Washington, Feb 4 : Researchers at Yale School of Medicine have discovered that ENPP1 gene associated with risk of developing type-2 diabetes may be associated with premature child birth and low birth weight in Hispanic women.
The study Errol Norwitz, M.D., associate professor in the Department of Obstetrics, Gynecology and Reproductive Sciences at Yale revealed that both the genetic make-up of the mother and the genetic make-up of the baby play a role in preterm births.
Norwitz and his colleagues tried to figure out some of the genetic factors responsible for preterm birth.
They isolated DNA in blood samples from a largely Hispanic population of mothers with a history of preterm birth and compared them to the DNA of women who had only had full-term pregnancies.
The team later screened the DNA for 128 different genetic variations in 77 candidate genes.
The findings revealed that four polymorphisms were associated with premature birth and a variant of the ENPP1 gene was most closely linked.

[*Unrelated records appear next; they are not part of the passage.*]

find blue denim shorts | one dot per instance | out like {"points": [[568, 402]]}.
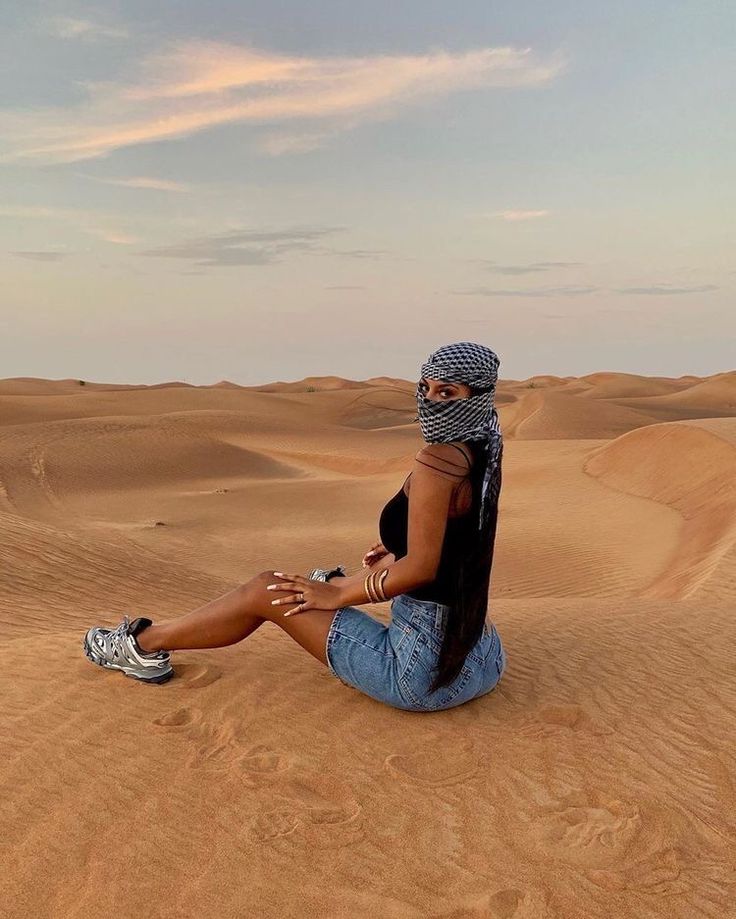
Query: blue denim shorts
{"points": [[396, 663]]}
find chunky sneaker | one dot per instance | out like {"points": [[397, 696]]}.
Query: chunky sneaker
{"points": [[118, 649], [325, 574]]}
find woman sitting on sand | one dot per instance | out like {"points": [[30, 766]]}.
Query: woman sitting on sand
{"points": [[434, 563]]}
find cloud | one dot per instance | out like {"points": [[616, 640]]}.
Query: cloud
{"points": [[41, 256], [92, 222], [191, 86], [517, 215], [68, 27], [143, 182], [244, 247], [659, 289], [534, 292], [526, 269]]}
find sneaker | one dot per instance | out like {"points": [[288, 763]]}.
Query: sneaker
{"points": [[118, 649]]}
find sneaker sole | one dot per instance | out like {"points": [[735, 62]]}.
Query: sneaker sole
{"points": [[90, 655]]}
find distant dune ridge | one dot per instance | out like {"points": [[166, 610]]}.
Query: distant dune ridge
{"points": [[598, 781]]}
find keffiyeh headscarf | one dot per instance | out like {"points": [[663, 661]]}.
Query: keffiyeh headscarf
{"points": [[474, 418]]}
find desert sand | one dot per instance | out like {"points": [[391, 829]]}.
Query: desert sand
{"points": [[599, 780]]}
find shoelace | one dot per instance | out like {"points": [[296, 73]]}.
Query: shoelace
{"points": [[116, 636]]}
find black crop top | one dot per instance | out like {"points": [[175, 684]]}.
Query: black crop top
{"points": [[393, 530]]}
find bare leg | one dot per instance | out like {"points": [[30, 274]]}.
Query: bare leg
{"points": [[237, 614]]}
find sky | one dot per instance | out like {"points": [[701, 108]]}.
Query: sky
{"points": [[261, 191]]}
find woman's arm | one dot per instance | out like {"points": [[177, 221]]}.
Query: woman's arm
{"points": [[429, 504], [403, 575]]}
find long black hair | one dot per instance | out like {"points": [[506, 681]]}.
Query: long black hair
{"points": [[472, 560]]}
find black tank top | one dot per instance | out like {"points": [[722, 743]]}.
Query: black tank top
{"points": [[393, 530]]}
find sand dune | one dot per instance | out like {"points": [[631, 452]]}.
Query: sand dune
{"points": [[598, 781]]}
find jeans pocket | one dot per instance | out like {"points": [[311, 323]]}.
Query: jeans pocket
{"points": [[421, 669]]}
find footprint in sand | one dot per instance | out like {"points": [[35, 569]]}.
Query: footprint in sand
{"points": [[438, 764], [509, 903], [549, 719], [319, 813], [589, 829], [219, 745], [178, 719], [196, 676]]}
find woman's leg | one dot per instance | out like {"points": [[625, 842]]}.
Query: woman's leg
{"points": [[234, 616], [220, 622]]}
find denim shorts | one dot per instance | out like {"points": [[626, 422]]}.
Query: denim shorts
{"points": [[396, 663]]}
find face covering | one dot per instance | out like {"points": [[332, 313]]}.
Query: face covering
{"points": [[473, 418]]}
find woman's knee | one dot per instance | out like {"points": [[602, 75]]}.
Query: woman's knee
{"points": [[256, 598]]}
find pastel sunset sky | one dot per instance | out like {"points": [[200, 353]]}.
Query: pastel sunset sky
{"points": [[266, 191]]}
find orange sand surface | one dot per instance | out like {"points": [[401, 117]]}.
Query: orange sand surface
{"points": [[599, 780]]}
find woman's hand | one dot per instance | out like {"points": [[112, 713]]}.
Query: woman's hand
{"points": [[374, 554], [305, 594]]}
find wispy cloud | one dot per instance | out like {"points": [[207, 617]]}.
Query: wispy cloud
{"points": [[40, 256], [517, 215], [244, 247], [70, 28], [532, 292], [660, 289], [531, 268], [143, 182], [194, 85], [95, 224]]}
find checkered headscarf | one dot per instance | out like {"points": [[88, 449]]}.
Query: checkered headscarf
{"points": [[474, 418]]}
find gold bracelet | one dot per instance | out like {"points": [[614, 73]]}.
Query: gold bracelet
{"points": [[381, 579]]}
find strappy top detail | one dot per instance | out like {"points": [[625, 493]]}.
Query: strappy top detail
{"points": [[450, 462]]}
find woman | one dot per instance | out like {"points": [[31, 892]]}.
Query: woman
{"points": [[434, 563]]}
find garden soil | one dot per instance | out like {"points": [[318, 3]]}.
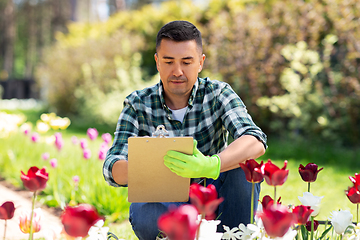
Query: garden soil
{"points": [[50, 220]]}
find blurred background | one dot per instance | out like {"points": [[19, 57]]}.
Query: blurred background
{"points": [[295, 64]]}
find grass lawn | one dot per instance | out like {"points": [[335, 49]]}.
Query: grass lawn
{"points": [[18, 152]]}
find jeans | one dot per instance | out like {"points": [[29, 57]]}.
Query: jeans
{"points": [[235, 209]]}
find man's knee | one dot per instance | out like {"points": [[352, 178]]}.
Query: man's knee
{"points": [[143, 218]]}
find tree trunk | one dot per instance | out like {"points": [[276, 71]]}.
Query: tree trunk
{"points": [[10, 26], [32, 39]]}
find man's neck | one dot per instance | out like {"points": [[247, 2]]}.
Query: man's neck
{"points": [[175, 102]]}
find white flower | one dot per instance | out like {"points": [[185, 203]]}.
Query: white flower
{"points": [[208, 229], [309, 199], [232, 234], [98, 232], [356, 234], [247, 232], [341, 220], [289, 235]]}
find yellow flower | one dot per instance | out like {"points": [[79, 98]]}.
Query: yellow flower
{"points": [[42, 127], [60, 123], [25, 219]]}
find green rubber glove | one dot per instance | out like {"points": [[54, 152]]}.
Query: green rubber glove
{"points": [[193, 166]]}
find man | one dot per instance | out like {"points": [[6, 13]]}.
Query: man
{"points": [[189, 106]]}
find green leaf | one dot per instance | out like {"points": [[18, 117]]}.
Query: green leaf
{"points": [[324, 233], [304, 232]]}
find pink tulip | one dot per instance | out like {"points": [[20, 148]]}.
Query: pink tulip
{"points": [[274, 176], [35, 179], [76, 179], [35, 137], [45, 156], [74, 140], [102, 153], [87, 153], [59, 142], [276, 220], [92, 133], [106, 137], [83, 143], [53, 162], [25, 220], [7, 210]]}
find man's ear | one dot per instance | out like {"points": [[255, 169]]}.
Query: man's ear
{"points": [[157, 61], [202, 60]]}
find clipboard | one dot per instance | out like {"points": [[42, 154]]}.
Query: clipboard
{"points": [[149, 180]]}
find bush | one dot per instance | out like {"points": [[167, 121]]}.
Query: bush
{"points": [[85, 72]]}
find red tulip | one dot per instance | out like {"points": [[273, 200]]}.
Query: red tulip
{"points": [[92, 133], [356, 181], [252, 170], [205, 199], [309, 172], [276, 220], [7, 210], [36, 179], [180, 223], [274, 176], [79, 219], [268, 201], [353, 194], [308, 225], [302, 214]]}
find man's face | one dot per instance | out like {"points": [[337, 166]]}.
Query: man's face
{"points": [[178, 64]]}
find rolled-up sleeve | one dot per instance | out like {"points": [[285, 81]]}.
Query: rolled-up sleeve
{"points": [[236, 118], [127, 126]]}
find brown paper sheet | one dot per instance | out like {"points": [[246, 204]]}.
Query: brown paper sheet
{"points": [[149, 180]]}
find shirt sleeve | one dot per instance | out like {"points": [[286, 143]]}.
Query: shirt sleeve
{"points": [[236, 118], [127, 126]]}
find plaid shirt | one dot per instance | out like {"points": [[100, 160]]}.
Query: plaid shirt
{"points": [[214, 110]]}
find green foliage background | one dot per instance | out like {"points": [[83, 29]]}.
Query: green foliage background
{"points": [[312, 90]]}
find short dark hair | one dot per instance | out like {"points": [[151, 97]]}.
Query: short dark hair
{"points": [[179, 31]]}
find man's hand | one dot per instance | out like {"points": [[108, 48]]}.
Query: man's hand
{"points": [[193, 166]]}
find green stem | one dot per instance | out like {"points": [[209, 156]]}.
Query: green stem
{"points": [[32, 216], [198, 231], [252, 204], [274, 195], [312, 228], [5, 228]]}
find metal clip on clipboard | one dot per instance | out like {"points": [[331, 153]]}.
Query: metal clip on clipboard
{"points": [[149, 180], [161, 132]]}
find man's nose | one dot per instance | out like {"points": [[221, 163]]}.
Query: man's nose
{"points": [[177, 71]]}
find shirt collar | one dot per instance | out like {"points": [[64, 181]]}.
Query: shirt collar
{"points": [[191, 98]]}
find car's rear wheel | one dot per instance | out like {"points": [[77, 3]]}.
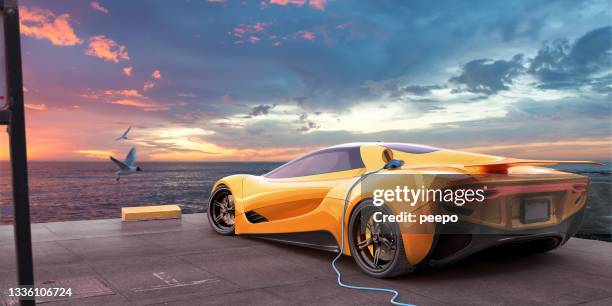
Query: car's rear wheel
{"points": [[221, 211], [376, 247]]}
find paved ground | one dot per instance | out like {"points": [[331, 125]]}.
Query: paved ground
{"points": [[182, 262]]}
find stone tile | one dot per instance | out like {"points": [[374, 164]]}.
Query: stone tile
{"points": [[199, 240], [242, 297], [327, 292], [157, 279], [250, 267], [316, 261]]}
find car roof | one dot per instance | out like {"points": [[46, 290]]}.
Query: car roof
{"points": [[397, 146]]}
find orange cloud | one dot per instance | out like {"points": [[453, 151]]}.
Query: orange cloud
{"points": [[307, 35], [318, 4], [35, 106], [106, 49], [287, 2], [127, 71], [149, 85], [124, 92], [100, 154], [146, 106], [96, 6], [44, 24]]}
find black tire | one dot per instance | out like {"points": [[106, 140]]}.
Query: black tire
{"points": [[221, 211], [385, 240]]}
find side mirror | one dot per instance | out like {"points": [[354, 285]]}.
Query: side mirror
{"points": [[391, 163], [394, 164]]}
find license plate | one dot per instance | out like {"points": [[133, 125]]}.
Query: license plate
{"points": [[535, 210]]}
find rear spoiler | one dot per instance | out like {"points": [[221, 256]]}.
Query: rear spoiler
{"points": [[502, 165]]}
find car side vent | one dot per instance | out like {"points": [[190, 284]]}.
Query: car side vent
{"points": [[254, 217]]}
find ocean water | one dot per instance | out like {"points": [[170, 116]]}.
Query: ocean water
{"points": [[62, 191]]}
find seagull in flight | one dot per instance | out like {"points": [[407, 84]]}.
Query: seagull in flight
{"points": [[126, 167], [124, 136]]}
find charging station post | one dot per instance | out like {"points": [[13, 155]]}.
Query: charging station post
{"points": [[12, 115]]}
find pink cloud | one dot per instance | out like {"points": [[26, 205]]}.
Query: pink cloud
{"points": [[149, 85], [226, 99], [318, 4], [127, 71], [34, 106], [245, 32], [242, 29], [287, 2], [124, 92], [146, 106], [106, 49], [98, 7], [44, 24], [307, 35], [254, 39]]}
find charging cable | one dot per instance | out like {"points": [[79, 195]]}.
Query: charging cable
{"points": [[390, 165]]}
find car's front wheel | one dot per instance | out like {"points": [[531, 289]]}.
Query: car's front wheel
{"points": [[221, 211], [376, 247]]}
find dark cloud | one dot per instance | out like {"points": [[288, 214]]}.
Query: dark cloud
{"points": [[487, 76], [561, 64], [260, 110]]}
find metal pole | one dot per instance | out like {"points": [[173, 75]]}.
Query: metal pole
{"points": [[18, 154]]}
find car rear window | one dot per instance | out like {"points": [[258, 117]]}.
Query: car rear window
{"points": [[324, 161]]}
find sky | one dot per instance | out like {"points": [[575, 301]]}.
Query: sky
{"points": [[271, 80]]}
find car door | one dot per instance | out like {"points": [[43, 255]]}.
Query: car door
{"points": [[300, 186]]}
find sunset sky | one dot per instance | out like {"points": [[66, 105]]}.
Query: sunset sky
{"points": [[269, 80]]}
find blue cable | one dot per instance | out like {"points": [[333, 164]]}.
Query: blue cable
{"points": [[340, 283]]}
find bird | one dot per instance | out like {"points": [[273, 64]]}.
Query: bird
{"points": [[127, 167], [124, 136]]}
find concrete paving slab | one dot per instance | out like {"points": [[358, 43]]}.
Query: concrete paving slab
{"points": [[100, 248], [243, 297], [45, 254], [316, 261], [161, 279], [39, 233], [250, 267], [188, 241]]}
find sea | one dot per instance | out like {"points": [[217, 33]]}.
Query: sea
{"points": [[64, 191]]}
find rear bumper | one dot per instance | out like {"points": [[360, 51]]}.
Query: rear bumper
{"points": [[450, 248]]}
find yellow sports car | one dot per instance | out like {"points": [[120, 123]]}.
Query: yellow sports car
{"points": [[306, 200]]}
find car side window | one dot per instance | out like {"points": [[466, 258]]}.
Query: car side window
{"points": [[326, 161]]}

"In our original study, 85 percent of the population was Hispanic," said Norwitz.
"It appears that there are genetic variations unique to each ethnic population. We are now in the process of validating our findings in African-American, Caucasian and Native-American populations," he added.
The preliminary results from this research were presented at the Society for Maternal Fetal Medicine Annual Meeting in Dallas, Texas.